While some editors came off as control freaks, others knew how to work with emerging and veteran authors in ways that did not wound egos. I also worked with one team of editors who caused me anguish over the impersonal way they edited a book that I took six months to write. I ended up re-editing the manuscript line-by-line which took me a month to complete. And this almost turned me off from all editors, except that I recalled one editor then living in New York who took the time to edit my screenplays which could have also been labeled literary train wrecks. This particular editor gave me confidence to write in longer form and I gleaned wisdom from his red pen.

So what are tips for working with editors?

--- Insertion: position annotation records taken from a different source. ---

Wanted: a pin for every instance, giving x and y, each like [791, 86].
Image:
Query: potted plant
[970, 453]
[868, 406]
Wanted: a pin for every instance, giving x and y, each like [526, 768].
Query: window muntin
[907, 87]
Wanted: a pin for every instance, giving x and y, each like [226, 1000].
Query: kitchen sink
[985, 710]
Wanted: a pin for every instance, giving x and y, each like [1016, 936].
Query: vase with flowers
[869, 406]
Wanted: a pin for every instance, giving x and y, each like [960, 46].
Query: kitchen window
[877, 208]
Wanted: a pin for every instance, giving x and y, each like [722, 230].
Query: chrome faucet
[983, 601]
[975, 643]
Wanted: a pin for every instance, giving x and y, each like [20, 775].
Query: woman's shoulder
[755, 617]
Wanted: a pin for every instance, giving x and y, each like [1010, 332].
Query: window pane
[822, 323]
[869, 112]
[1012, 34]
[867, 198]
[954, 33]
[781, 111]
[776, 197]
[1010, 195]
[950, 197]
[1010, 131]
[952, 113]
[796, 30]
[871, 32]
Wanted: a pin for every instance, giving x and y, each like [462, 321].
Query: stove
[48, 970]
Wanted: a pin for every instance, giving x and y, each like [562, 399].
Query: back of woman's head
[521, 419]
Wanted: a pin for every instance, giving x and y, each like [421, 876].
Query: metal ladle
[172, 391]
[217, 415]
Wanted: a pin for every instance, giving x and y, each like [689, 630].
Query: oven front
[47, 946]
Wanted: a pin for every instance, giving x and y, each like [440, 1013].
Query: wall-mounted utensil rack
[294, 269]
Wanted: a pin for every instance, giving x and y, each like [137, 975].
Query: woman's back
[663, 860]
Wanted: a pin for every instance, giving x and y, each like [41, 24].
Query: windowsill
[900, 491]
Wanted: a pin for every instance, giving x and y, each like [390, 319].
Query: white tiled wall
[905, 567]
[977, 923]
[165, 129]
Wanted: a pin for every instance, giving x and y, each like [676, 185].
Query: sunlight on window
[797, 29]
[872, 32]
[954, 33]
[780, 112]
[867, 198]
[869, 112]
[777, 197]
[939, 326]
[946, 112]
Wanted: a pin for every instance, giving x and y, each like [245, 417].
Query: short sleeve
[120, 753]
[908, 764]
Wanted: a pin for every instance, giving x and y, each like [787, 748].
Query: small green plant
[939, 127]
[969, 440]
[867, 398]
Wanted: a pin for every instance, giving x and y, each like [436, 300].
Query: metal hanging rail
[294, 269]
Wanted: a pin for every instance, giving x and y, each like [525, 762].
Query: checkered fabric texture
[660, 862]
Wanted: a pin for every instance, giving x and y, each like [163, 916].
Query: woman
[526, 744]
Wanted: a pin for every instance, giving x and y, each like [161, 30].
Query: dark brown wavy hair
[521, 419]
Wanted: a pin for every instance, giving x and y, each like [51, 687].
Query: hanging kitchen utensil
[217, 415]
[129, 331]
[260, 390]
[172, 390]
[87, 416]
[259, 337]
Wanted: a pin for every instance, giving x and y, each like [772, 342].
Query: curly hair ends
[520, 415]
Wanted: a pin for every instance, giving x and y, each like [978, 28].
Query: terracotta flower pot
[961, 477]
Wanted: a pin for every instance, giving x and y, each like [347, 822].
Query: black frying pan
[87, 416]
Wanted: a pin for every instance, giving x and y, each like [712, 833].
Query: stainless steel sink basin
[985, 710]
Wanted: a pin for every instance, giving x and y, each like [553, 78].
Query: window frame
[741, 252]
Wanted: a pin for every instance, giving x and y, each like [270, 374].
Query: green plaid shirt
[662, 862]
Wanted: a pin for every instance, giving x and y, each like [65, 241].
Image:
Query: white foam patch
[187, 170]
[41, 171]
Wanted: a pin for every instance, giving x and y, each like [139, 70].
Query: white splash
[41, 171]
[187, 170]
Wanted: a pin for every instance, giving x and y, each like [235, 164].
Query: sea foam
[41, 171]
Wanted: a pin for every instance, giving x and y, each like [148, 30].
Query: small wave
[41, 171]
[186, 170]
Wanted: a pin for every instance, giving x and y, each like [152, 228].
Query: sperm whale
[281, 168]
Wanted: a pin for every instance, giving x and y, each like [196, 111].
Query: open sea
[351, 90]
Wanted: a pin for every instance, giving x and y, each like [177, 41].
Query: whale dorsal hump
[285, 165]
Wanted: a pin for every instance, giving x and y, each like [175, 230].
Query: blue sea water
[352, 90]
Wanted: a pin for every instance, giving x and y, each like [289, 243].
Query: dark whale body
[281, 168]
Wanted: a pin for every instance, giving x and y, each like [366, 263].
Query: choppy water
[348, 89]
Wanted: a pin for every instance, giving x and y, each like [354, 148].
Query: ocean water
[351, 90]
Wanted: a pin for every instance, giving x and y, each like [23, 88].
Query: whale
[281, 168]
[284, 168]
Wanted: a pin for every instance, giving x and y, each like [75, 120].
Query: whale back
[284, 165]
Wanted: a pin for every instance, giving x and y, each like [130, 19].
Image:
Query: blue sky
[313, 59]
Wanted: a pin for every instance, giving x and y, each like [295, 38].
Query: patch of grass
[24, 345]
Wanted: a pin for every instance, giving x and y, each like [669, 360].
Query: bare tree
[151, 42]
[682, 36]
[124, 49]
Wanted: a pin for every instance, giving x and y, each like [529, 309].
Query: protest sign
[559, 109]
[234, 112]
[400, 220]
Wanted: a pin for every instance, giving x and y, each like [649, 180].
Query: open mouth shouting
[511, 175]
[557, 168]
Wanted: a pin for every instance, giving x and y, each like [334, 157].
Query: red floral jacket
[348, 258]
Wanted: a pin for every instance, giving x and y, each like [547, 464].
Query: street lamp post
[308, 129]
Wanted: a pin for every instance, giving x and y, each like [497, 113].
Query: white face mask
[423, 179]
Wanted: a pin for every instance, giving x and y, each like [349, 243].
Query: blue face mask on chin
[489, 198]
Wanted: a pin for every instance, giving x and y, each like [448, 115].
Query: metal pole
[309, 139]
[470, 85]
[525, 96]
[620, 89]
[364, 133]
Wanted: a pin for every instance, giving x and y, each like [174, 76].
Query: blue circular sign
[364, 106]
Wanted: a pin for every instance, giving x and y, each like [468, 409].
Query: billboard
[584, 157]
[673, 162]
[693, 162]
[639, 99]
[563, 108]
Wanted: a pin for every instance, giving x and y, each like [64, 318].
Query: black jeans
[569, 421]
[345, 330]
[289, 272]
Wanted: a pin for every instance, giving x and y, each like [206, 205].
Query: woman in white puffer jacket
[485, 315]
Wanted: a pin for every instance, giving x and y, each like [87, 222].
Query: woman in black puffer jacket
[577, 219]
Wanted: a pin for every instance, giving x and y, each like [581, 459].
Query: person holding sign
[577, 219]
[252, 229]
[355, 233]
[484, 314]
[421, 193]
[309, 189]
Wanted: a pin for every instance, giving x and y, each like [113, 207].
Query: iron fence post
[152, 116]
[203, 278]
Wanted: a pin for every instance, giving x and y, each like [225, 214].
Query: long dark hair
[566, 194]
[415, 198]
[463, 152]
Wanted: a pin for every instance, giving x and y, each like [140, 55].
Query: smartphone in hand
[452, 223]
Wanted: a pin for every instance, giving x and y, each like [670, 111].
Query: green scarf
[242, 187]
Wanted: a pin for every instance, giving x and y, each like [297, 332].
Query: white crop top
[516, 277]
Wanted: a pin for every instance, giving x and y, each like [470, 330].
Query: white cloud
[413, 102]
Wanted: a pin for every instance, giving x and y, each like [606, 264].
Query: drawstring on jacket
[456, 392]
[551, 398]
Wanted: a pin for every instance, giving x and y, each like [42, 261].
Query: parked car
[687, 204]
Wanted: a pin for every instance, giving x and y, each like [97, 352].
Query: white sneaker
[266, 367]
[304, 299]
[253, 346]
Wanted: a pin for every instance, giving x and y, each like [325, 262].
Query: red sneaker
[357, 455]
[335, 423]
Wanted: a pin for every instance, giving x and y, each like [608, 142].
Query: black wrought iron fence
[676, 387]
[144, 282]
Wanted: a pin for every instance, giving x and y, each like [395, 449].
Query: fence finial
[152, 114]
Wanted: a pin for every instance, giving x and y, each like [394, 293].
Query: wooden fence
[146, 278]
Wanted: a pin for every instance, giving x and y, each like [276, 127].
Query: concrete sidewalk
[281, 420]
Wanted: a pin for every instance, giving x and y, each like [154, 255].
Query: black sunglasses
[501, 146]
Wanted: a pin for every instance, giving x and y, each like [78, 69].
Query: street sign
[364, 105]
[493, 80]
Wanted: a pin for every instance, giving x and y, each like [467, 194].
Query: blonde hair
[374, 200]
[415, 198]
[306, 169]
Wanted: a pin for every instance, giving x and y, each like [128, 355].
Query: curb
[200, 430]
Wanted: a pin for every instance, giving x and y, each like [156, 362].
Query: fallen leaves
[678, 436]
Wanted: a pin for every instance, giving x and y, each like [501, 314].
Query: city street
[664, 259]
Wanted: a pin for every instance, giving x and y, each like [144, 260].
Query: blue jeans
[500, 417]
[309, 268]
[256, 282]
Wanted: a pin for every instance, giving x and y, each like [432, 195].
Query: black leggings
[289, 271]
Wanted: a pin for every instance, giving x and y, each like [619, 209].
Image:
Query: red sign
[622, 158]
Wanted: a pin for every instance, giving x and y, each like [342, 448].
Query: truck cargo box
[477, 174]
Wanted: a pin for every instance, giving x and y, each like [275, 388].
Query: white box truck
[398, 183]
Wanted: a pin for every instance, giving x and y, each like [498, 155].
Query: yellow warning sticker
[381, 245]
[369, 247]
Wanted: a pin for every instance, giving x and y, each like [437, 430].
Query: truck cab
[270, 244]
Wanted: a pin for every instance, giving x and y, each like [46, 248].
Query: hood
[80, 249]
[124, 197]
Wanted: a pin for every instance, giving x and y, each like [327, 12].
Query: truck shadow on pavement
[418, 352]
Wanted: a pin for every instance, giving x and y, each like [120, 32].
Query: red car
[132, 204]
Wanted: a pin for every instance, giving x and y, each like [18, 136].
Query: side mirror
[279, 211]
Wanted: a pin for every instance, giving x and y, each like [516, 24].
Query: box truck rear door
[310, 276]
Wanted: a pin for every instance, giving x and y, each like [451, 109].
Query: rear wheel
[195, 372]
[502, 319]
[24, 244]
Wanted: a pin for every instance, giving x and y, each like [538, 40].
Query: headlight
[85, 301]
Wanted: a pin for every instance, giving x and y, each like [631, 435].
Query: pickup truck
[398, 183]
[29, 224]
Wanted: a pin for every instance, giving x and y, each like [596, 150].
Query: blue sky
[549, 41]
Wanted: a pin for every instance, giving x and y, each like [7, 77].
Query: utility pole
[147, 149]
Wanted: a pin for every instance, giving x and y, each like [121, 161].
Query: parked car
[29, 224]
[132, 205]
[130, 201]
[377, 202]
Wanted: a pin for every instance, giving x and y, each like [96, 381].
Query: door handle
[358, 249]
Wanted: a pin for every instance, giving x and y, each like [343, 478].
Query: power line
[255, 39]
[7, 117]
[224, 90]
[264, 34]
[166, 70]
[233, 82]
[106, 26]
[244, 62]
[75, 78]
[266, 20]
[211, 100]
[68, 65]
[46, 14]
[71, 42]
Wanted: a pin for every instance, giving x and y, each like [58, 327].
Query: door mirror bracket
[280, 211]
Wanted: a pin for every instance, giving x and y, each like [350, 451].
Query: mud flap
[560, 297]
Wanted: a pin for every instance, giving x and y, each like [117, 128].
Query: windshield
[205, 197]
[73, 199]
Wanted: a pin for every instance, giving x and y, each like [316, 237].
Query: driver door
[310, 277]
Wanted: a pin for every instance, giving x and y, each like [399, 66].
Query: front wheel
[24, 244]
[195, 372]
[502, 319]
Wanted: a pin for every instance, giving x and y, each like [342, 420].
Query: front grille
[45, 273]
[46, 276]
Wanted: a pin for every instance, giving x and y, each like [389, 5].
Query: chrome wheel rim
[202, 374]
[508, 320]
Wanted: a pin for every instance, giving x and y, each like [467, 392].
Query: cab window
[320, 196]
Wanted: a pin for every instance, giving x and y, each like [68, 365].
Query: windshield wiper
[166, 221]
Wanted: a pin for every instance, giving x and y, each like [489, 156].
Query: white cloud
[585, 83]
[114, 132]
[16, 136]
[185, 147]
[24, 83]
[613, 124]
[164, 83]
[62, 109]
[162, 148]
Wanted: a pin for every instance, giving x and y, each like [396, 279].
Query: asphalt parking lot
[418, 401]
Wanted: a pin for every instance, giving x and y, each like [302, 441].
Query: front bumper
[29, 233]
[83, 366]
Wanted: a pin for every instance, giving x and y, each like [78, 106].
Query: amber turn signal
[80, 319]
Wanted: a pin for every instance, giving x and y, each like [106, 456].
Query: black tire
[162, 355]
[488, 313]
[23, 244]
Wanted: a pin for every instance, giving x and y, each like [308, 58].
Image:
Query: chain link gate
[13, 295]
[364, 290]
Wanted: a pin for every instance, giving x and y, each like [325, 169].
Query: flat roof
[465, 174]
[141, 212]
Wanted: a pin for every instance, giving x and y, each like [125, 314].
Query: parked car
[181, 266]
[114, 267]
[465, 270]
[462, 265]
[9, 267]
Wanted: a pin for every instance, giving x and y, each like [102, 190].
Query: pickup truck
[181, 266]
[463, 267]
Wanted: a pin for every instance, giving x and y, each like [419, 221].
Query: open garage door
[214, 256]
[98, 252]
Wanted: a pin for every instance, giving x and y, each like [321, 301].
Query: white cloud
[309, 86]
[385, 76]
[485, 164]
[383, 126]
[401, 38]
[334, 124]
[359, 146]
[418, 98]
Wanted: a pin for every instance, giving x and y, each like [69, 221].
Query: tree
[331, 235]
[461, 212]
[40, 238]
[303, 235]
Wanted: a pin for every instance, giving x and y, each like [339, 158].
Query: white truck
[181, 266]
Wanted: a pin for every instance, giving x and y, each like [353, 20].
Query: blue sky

  • Hone and polish your writing skills by working with grammar and writers guidebooks
  • Write several drafts before submitting work to an editor
  • Know ahead of time what you are willing to compromise or negotiate
  • Listen to what the editor says before making a rebuttal
  • If you’re freelance get editor referrals (don’t just work with any editor)
  • Follow directions when submitting to magazines and papers
  • Continue to improve your writing skills
  • Be firm and polite with your expectations
  • Know that editors are extremely busy people, multitasking for most of their work day
  • Editors make mistakes (be gracious instead of smug)
  • If your personality clashes with a particular editor, don’t work for him or her
  • Not all editors are equal (some could do better in another profession)
  • Remember that editors are people too and they have feelings/egos
  • If you’re hiring an editor, look up his or her credentials & talk to referrals
  • Remember to acknowledge and thank editors

Not all editors are professional writers, but many are so they have a deeper understanding of the writing craft and a writer’s aspiration. Not all editors are created equal so when you find one who helps you look spectacular stick with him or her. Also know that those books you pick up at a library or a store most likely went through a long editing process with editors offering suggestions to the authors. This means that writing a book involves a collaborative effort between the writer and the editor.

And the right editor can determine the fate of a best-seller or a book that fails to break even. In the end, no matter the subject matter, readers will either criticize or praise the book based on the quality of the writing. Often though the author gets most of the credit, it’s like that saying that there’s a good woman behind every successful man, but we substitute there’s a good editor behind every successful author.